Drive-In Jesus : quand l’église se déplace dehors

Par Félix Rousseau-Giguère

« Est-ce qu’il y a quelque chose de moins spirituel que d’aller à l’Église enfermé dans la plus aliénante des inventions américaines, la voiture ? », se demande la réalisatrice Lauren DeFilippo dans un texte du New York Times. Telle est la question qui l’a menée à réaliser son court-métrage documentaire Drive-In Jesus, disponible sur YouTube.

C’est en roulant sur l’autoroute depuis la maison de ses parents en Floride, que Lauren DeFelippo est tombée sur la Daytona Beach Drive-In Christian Church, une église façon ciné-parc où les gens viennent stationner leurs autos sur un grand terrain pour écouter la messe à même leur habitacle de voiture.

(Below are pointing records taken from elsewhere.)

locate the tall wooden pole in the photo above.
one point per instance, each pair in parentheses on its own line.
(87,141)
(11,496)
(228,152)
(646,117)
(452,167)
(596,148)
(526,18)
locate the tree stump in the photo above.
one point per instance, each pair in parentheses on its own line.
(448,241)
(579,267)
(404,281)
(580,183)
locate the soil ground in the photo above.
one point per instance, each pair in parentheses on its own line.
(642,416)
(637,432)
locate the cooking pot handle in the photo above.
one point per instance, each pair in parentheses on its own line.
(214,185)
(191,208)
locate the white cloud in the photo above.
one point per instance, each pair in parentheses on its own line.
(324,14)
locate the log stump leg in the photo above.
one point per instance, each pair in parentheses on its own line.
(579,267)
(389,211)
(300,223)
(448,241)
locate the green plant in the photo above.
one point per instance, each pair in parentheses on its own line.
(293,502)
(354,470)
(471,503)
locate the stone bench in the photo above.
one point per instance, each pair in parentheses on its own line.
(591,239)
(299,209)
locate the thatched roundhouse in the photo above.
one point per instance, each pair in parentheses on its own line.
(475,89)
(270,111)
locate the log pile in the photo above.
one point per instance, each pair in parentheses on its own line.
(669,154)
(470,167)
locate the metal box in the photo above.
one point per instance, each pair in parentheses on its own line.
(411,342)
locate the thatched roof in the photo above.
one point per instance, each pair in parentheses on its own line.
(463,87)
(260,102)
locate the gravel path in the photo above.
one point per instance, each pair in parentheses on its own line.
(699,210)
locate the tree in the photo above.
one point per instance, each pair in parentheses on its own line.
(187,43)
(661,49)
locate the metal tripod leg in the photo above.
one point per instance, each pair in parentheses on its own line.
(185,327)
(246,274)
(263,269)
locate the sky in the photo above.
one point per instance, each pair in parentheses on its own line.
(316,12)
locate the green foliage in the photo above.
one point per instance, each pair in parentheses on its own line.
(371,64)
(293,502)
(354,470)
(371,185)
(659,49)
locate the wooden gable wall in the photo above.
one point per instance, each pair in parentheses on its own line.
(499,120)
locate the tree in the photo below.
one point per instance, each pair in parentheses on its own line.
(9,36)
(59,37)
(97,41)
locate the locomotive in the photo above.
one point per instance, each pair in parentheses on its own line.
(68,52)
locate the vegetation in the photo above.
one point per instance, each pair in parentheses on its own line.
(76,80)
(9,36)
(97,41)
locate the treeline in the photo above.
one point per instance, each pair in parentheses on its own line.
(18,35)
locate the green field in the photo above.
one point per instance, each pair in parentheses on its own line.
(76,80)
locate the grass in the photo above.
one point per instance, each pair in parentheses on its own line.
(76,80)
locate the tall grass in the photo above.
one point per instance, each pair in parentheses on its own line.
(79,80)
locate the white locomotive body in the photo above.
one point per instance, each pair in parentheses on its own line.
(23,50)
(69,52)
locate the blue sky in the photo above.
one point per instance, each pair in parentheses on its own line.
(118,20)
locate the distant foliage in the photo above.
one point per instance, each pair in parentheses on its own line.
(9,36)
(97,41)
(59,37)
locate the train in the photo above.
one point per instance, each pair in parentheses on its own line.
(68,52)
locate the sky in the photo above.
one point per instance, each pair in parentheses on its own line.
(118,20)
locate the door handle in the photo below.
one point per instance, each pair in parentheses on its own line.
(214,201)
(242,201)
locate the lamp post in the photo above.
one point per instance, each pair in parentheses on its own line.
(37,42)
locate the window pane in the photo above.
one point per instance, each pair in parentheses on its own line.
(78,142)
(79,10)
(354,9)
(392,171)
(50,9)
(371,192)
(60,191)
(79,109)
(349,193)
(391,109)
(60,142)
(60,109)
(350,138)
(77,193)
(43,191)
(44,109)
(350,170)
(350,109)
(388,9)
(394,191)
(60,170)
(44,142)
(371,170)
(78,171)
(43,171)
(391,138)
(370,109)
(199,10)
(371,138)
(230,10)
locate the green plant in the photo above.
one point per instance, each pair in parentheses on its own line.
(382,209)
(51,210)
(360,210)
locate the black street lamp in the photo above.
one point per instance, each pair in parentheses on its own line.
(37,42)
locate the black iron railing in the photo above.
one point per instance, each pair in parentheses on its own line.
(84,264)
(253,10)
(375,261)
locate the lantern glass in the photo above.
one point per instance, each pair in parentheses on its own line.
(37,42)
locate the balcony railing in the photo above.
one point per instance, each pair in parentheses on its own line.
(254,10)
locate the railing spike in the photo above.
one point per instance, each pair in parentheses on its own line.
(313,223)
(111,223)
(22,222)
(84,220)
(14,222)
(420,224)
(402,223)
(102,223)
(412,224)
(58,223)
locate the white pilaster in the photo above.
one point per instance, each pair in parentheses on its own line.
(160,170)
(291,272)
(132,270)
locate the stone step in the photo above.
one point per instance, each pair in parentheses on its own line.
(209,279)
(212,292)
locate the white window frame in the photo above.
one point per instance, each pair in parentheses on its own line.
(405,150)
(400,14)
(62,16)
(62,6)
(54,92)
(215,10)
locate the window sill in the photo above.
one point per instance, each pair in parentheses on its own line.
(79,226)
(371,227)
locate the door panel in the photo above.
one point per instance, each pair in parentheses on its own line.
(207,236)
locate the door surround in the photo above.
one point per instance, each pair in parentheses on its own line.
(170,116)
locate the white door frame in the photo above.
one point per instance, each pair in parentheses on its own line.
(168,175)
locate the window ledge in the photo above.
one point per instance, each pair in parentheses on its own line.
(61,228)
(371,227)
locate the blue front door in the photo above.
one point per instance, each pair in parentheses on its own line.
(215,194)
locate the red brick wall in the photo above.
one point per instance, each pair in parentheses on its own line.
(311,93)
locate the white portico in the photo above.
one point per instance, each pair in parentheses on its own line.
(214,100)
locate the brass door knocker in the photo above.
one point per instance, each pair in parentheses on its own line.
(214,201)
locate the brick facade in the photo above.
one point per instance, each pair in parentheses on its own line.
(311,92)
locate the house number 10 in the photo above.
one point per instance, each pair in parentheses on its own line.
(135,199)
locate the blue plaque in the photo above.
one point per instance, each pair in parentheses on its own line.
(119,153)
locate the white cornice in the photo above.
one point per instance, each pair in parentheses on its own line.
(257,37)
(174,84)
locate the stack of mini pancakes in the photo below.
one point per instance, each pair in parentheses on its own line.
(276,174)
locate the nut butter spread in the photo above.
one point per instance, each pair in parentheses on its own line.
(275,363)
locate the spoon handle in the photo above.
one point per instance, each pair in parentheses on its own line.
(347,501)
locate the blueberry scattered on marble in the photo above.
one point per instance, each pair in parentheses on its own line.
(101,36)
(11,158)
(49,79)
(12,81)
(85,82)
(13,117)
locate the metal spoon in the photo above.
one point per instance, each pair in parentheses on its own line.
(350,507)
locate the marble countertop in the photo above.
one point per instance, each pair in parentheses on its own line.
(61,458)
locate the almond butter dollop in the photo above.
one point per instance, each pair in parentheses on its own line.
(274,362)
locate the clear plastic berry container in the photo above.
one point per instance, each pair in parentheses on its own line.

Des motivations insoupçonnées

« Il fallait que j’aille à un service », s’est dit la cinéaste en voyant l’église de type service au volant. Après plusieurs moments passés avec ces croyants en voiture, son jugement face à cet endroit s’est mis à changer. « J’ai réalisé que plusieurs de ces gens avaient des motivations réelles pour venir dans une église comme celle-ci. Certains étaient affaiblis par la maladie et trouvaient que l’accès facile au service était un atout », enchaîne-t-elle dans son texte.

Une plongée dans la réalité des drive-in

Drive-In Jesus brosse le portrait d’une messe à l’église de Daytona Beach. Tout au long des 9 minutes 23 secondes que durent le documentaire, on assiste aux différents moments qui ponctuent le service particulier que reçoivent les fidèles présents.

Le film démarre avec l’arrivée des chrétiens à l’église. Tour à tour, les voitures entrent sur le site et un employé de l’église remet à chaque personne par véhicule un morceau d’hostie et un petit contenant de vin de messe.

Quelque temps après, la messe débute. Le prêtre parle à ses fidèles, leur lit un psaume ainsi que son homélie. Son discours est diffusé à travers une chaîne de radio que chaque voiture dans l’audience syntonise. Plusieurs plans de différents fidèles à l’écoute du prêtre sont montrés : une femme en décapotable accompagnée d’un gros chien noir, un couple âgé dans une minifourgonnette, un homme portant un chapeau de cow-boy.

À la fin du service, qui équivaut à la fin du film, un homme se déplace entre les voitures sur une voiturette de golf pour ramasser les dons en argent des gens. Dans un moment bien précis du court-métrage, l’homme, muni de son petit sac en velours vert, s’approche de la fenêtre d’un fidèle qui est dans son auto, accompagné de son chat sur le siège du passager.

Un peu d’histoire

Les églises au volant (drive-in churches), comme celle de Daytona Beach, ne datent pas d’hier. Le magazine Time raconte que la pratique a été popularisée par le Révérend Robert Schuller dans la ville de Garden Grove en Californie dans les années 1950.

Elle ne s’est pas répandue massivement à cause du coût élevé de terres immobilières que ça nécessite, note le magazine The Banner.

Les Américains ne sont peut-être pas nombreux à pratiquer la religion dans leurs voitures, mais ils sont beaucoup à en faire la pratique en général. Selon Voyageurs du Monde, « les États-Unis comptent 56% de protestants, 28% de catholiques, 2% de juifs et 1,5% de musulmans ».  

À cette époque où la religion est encore si présente chez nos voisins du sud, Drive-In Jesus est un film incontournable.